The last chapter of this thesis addresses the concerns that consumers may have about their drinking water and methods that could be implemented to quickly and efficiently respond to consumer complaints and contaminants with sensory properties. Just like CWSs, consumers are concerned about their water; they are the sentinels to water quality monitoring because they are uniquely positioned at the tap. Consumers are able to detect the slightest taste, odor, and appearance in their drinking water because it is well—instinctive! Thus, consumer feedback and complaint data provided to a utility should be taken seriously and stored for future comparisons. Any consumer complaint represents a fruitful data stream that should be harnessed routinely to gain knowledge about aesthetic water quality in the distribution system. Four utilities provided consumer complaints on water quality data that were categorized and visualized using radar and run-time plots. As a result, major taste, odor, and appearance patterns emerged that clarified the issue and could provide guidance to the utilities on the nature and extent of the problem.

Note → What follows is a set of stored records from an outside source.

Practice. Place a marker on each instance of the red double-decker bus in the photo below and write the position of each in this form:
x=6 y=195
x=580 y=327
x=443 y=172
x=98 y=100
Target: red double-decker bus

Consumer complaint data is valuable for water quality issue identification, but CWSs should understand that even though humans readily identify visual issues with water, such as color, cloudiness, or rust, describing specific tastes and particularly odors in drinking water is acknowledged to be a much more difficult task for humans to achieve without training. This was demonstrated with two utility groups, laboratory personnel and plant operators, and a group of consumers identifying the odor of orange, 2-MIB, and DMTS. All of the groups were able to identify the familiar orange odor. However, the two utility groups were much more able to identify the musty odor of 2-MIB; this may be due to the fact that the utility groups are more familiar with raw and finished water. DMTS, a garlic-onion odor associated with sulfur compounds in drinking water, was the least familiar to all three groups. The lab personnel group was the better describers of the odor, but the results within this group still varied significantly. These results suggest that utility personnel should be mindful of consumers who complain that their water is different, but cannot describe the problem. To reduce the inability to describe an odor or taste issue, a TandO program at a utility can be beneficial.
The safety and aesthetic characteristics of drinking water is most important to consumers. They both complement each other; if consumers think their water tastes funny, they would probably assume that is unsafe to drink. Since nZVI is increasingly being introduced into the drinking water supply, researchers must be able to understand how it reacts in humans and the environment. Additionally, CCRs would be an effective method for CWSs to communicate water quality information and address any concerns consumers may have about their water. CWSs can use implement the radar and run-time plots to identify issues in the drinking water systems. Also, TandO programs will allow CWSs and their consumers to better describe and identify the issues in their drinking water as it arises so that it can be easily addressed and alleviated. Thus, promoting communication between water utilities and their consumers will improve the relationship and instill confidence in consumers about their drinking water.